Les corridors que l'Europe a mis en place avec l'Ukraine fonctionnent. Ils permettent à l'Ukraine d'exporter des grains par la Roumanie et par la Baltique – ce qui ne va pas sans poser des problèmes de concurrence et de distorsion des prix. Depuis que le commerce agricole avec l'Ukraine a été complètement libéralisé, le poulet ukrainien « galope » vers les marchés européens, alors qu'en France, la filière était déjà en souffrance, notamment pour des raisons sanitaires et réglementaires. La grippe aviaire coûtera à nouveau 1 milliard à l'État français cette année. Il y a un enjeu de cohérence globale entre réglementation, innovation, santé, marché et impératif de solidarité envers l'Ukraine. L'entrée de l'Ukraine dans l'Union européenne pourrait potentiellement renforcer la puissance agricole et alimentaire de l'Europe, à condition de penser l'Europe comme une puissance globale pouvant s'appuyer sur ce secteur pour faire valoir sa différence stratégique sur la scène internationale. Il ne faudrait pas qu'on répète ce qu'on a dit par le passé à certains pays de l'Est et aux pays de l'Europe de l'Ouest, à savoir que l'Europe n'avait plus de rendez-vous agricole et alimentaire avec le reste du monde. Tout dépendra donc de ce qu'on proposera à l'Ukraine, qui ne compte pas se fermer au marché mondial.

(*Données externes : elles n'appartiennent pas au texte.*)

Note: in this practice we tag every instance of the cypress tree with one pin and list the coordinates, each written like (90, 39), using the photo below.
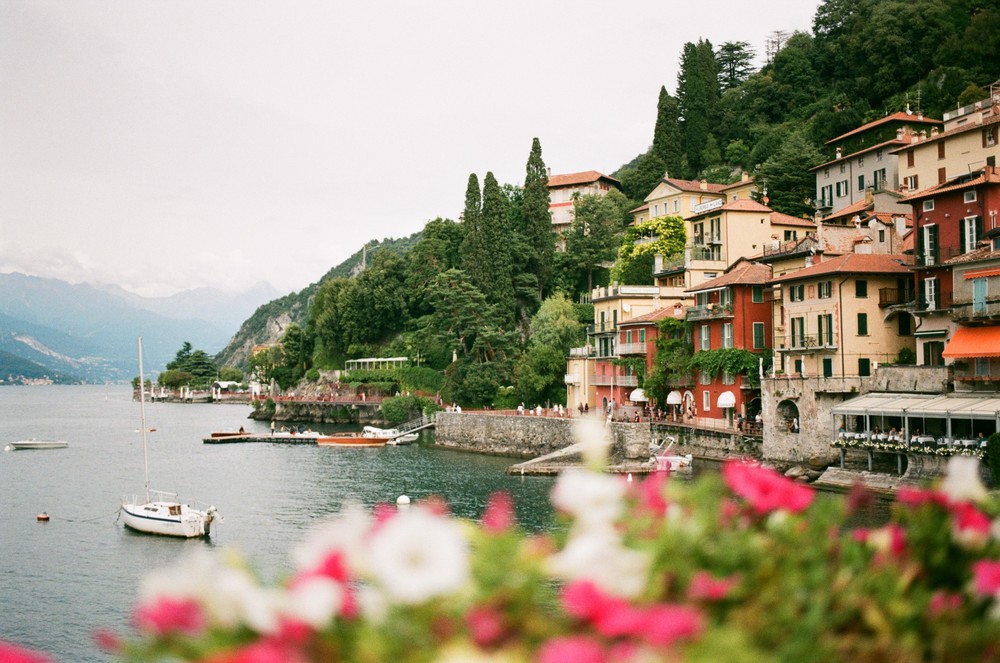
(537, 229)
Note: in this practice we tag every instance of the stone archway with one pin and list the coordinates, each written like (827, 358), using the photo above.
(788, 417)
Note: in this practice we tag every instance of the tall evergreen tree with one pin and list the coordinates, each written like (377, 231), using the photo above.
(667, 135)
(537, 228)
(698, 97)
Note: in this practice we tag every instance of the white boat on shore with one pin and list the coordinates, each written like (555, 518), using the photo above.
(38, 444)
(161, 512)
(393, 435)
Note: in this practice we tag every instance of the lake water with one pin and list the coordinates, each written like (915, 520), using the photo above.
(62, 580)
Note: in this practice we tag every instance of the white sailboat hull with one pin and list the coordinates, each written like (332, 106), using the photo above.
(167, 518)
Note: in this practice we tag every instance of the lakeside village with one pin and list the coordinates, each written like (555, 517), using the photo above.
(878, 322)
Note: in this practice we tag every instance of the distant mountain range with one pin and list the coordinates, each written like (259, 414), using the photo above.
(83, 333)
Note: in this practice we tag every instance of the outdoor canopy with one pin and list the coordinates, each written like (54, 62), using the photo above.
(969, 342)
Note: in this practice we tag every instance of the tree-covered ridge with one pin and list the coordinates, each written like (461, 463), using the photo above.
(472, 298)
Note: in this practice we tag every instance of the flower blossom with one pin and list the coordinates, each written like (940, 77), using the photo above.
(961, 481)
(418, 555)
(592, 498)
(764, 489)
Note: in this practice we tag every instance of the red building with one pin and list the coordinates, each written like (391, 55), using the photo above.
(730, 311)
(949, 221)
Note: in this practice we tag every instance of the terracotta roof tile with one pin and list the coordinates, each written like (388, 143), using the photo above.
(897, 117)
(586, 177)
(852, 263)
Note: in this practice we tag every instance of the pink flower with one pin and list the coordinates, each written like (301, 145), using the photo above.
(486, 626)
(578, 649)
(703, 587)
(498, 516)
(986, 577)
(168, 615)
(13, 654)
(667, 623)
(765, 489)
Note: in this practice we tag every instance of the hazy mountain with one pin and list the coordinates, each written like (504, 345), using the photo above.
(90, 332)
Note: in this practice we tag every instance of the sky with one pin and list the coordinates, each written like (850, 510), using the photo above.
(165, 146)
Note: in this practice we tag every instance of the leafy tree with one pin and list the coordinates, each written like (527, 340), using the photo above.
(595, 233)
(669, 237)
(790, 186)
(735, 60)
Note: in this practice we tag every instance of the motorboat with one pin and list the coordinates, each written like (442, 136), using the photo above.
(663, 461)
(38, 444)
(395, 437)
(159, 512)
(356, 440)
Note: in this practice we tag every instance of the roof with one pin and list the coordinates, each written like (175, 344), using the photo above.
(969, 342)
(586, 177)
(694, 185)
(852, 263)
(742, 272)
(951, 132)
(652, 316)
(895, 117)
(987, 175)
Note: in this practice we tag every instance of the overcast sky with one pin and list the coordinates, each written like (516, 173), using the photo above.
(163, 146)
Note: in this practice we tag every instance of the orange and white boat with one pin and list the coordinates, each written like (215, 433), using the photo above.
(351, 440)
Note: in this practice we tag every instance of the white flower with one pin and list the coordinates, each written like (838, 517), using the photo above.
(961, 481)
(315, 601)
(417, 555)
(598, 555)
(592, 498)
(345, 533)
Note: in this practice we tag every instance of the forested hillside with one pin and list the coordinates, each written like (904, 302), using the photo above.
(488, 300)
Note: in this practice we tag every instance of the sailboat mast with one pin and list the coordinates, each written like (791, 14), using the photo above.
(142, 417)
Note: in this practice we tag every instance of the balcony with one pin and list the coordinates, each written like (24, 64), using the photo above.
(709, 312)
(968, 311)
(804, 343)
(602, 380)
(894, 297)
(632, 349)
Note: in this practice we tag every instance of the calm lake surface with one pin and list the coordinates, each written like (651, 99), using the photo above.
(61, 580)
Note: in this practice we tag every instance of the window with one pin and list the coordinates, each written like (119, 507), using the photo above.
(930, 294)
(824, 329)
(758, 336)
(969, 230)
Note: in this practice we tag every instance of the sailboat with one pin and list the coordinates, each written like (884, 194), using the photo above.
(161, 513)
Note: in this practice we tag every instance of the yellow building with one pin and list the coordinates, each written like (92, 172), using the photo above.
(832, 323)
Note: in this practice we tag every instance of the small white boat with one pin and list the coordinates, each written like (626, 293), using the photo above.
(667, 462)
(38, 444)
(161, 513)
(393, 434)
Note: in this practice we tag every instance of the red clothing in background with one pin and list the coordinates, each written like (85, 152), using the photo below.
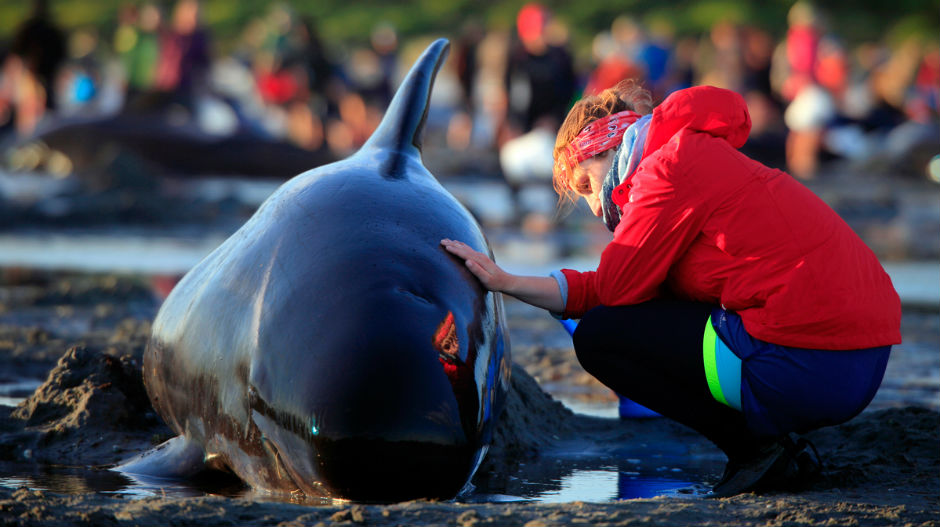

L'énergie et l'alimentation ont partie liée avec l'eau. Il y a toujours eu des guerres de l'eau. On observe aujourd'hui des violences hydriques entre usagers. Ce que certains en France appellent des « bassines » sont des réserves d'eau qui assurent la production agricole et nous permettent d'être en sécurité alimentaire. C'est encore une fois le problème du stockage qui se pose. Partout dans le monde il existe des conflits d'usagers et certains pays manquent chroniquement d'eau, ce qui a des répercussions alimentaires. En Iran, c'est une véritable bombe hydrique qui est sur le point d'éclater : le manque d'eau provoque un peu partout des conflits d'usagers. On n'en parle jamais. Au Moyen-Orient, plus généralement, le manque d'eau, de terres et de nourriture fait de la sécurité alimentaire un enjeu géopolitique majeur.